Internally, Phantom Wallet only allows for ASCII encoded strings to be signed to prevent any wallet drainers from signing arbitrary bytes. For us this means that we take the payloadHash and base64 encode it. Phantom then actually directly signs the base64 string (NOT: the payloadHash directly) of the payloadHash to get the signature. Keep this in mind when verifying the signature against the payloadHash.

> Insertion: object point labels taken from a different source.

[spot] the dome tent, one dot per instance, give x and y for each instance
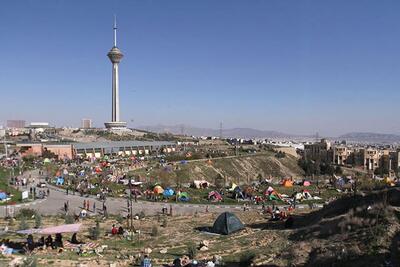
(169, 192)
(227, 223)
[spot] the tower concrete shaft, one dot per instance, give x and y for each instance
(115, 55)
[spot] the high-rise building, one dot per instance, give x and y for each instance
(86, 123)
(15, 124)
(115, 55)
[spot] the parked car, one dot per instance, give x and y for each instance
(42, 184)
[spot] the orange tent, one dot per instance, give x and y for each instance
(158, 190)
(287, 183)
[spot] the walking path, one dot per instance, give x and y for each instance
(54, 204)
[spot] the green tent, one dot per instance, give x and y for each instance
(227, 223)
(273, 197)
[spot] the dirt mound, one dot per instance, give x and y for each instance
(361, 230)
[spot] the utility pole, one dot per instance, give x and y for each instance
(5, 145)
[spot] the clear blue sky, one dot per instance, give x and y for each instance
(291, 66)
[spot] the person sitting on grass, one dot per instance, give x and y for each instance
(146, 262)
(114, 230)
(74, 240)
(120, 230)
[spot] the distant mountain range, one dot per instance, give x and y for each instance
(362, 137)
(371, 137)
(235, 132)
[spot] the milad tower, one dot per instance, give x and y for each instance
(115, 55)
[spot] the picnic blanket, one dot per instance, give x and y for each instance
(89, 245)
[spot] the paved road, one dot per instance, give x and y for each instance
(54, 204)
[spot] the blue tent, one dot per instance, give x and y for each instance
(169, 192)
(184, 197)
(60, 180)
(3, 195)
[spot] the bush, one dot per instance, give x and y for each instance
(246, 259)
(95, 231)
(29, 262)
(164, 223)
(69, 219)
(23, 225)
(26, 213)
(120, 219)
(154, 231)
(38, 220)
(192, 251)
(142, 215)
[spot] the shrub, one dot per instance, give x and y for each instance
(38, 220)
(29, 262)
(69, 219)
(26, 213)
(192, 251)
(95, 231)
(23, 224)
(142, 215)
(246, 259)
(154, 231)
(120, 219)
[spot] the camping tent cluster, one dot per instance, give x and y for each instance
(159, 191)
(227, 223)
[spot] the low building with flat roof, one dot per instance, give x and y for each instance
(97, 149)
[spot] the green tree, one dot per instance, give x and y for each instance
(38, 220)
(23, 225)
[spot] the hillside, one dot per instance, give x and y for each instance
(235, 132)
(238, 169)
(362, 230)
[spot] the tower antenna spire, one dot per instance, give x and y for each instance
(115, 31)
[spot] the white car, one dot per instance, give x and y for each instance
(42, 184)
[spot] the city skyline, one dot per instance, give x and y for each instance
(292, 67)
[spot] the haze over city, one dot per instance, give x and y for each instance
(297, 67)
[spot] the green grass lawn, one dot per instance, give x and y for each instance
(4, 186)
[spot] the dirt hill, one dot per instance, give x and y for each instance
(362, 230)
(238, 169)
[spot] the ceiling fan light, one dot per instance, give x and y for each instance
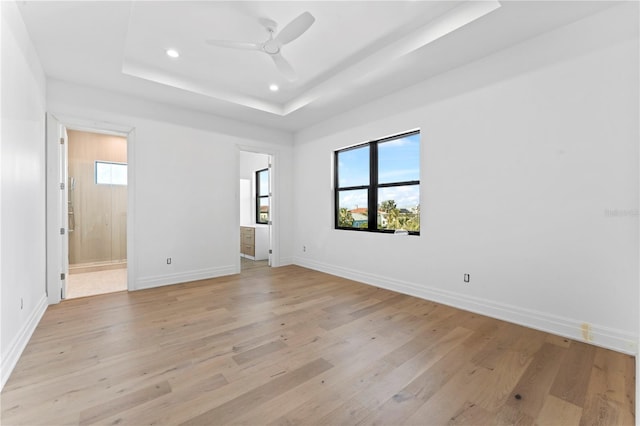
(172, 53)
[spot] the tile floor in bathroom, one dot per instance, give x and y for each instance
(92, 283)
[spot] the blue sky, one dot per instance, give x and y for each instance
(398, 160)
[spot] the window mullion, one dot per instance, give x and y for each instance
(373, 185)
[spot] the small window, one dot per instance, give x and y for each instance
(262, 196)
(377, 185)
(109, 173)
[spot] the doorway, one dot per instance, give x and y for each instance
(96, 213)
(255, 210)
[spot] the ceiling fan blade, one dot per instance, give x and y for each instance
(284, 67)
(235, 44)
(295, 28)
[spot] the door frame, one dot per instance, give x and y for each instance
(274, 228)
(56, 126)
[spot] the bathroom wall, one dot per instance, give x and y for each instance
(99, 218)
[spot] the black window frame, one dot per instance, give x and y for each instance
(259, 197)
(372, 187)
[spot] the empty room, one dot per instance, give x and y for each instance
(321, 212)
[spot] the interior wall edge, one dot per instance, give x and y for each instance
(20, 341)
(618, 340)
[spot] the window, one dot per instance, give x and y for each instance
(377, 185)
(109, 173)
(262, 196)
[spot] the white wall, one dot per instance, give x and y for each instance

const payloadHashBase64 = Buffer.from(payloadHash.toString("base64"));
const payloadSignature = await provider.signMessage(payloadHashBase64);

Packing the Transaction & Send

Lastly, we pack all the information we collected during previous steps into an info struct that we send into the Solana Gateway program. We encode the function data. Finally, we set the tx_params. Please make sure to set an appropriate gas amount for your contract call, here we used 150k gas. For the value of the TX, we send over the estimated callback gas that we calculated above.

const executionInfo = {
  userKey: Buffer.from(userPublicKeyBytes),
  userPubkey: payloadSignature.publicKey.toBuffer(),
  routingCodeHash: routing_code_hash,
  taskDestinationNetwork: "pulsar-3",
  handle: handle,
  nonce: Buffer.from(nonce),
  callbackGasLimit: callback_gas_limit,
  payload: Buffer.from(ciphertext),
  payloadSignature: payloadSignature.signature,
};

// Get the latest blockhash
const { blockhash } = await connection.getLatestBlockhash("confirmed");

// Construct the transaction
const tx = await program.methods
  .send(provider.publicKey, routing_contract, executionInfo)
  .accounts({
    gatewayState: gateway_pda,
    taskState: tasks_pda,
    user: provider.publicKey,
    systemProgram: web3.SystemProgram.programId,
  })
  .transaction();

// Set the recent blockhash
tx.recentBlockhash = blockhash;
tx.feePayer = provider.publicKey;

// Sign the transaction using Phantom wallet
const signedTx = await provider.signTransaction(tx);

// Send the signed transaction
const signature = await connection.sendRawTransaction(signedTx.serialize());

// Confirm the transaction
await connection.confirmTransaction(signature);

console.log("Final result after rpc:", tx);

Now that you know how to correctly format and package data for the Solana Gateway program, let's learn how to connect your program to a frontend 🚀

Connecting Your Solana RNG Program to Frontend

Open a new terminal window and cd into solana-rng/solana-frontend:

cd solana-rng/solana-frontend

Install the dependencies:

npm i

Initializing the Solana Client

const network = "https://api.devnet.solana.com";
const connection = new Connection(network, "processed");

const getProvider = () => {
  if ("solana" in window) {
    const provider = window.solana as any;
    if (provider.isPhantom) {
      return provider;
    }
  }
  window.open("https://phantom.app/", "_blank");
};

const provider = getProvider();
if (!provider) {
  console.error("Phantom wallet not found");
} else {
  await provider.connect(); // Connect to the wallet
}

const wallet = {
  publicKey: provider.publicKey,
  signTransaction: provider.signTransaction.bind(provider),
  signAllTransactions: provider.signAllTransactions.bind(provider),
};

const anchorProvider = new AnchorProvider(connection, wallet, {
  preflightCommitment: "processed",
});
const program = new Program(idl, anchorProvider);

Now it's time to run the progam! In the terminal:

npm run dev 

Congrats! You now have your very own Solana RNG program deployed on Secret Network and can request encrypted random numbers on Solana!

Summary

In conclusion we constructed and encrypted a payload for SecretPath for Solana direct in the Frontend as well as calling the SecretPath gateway program.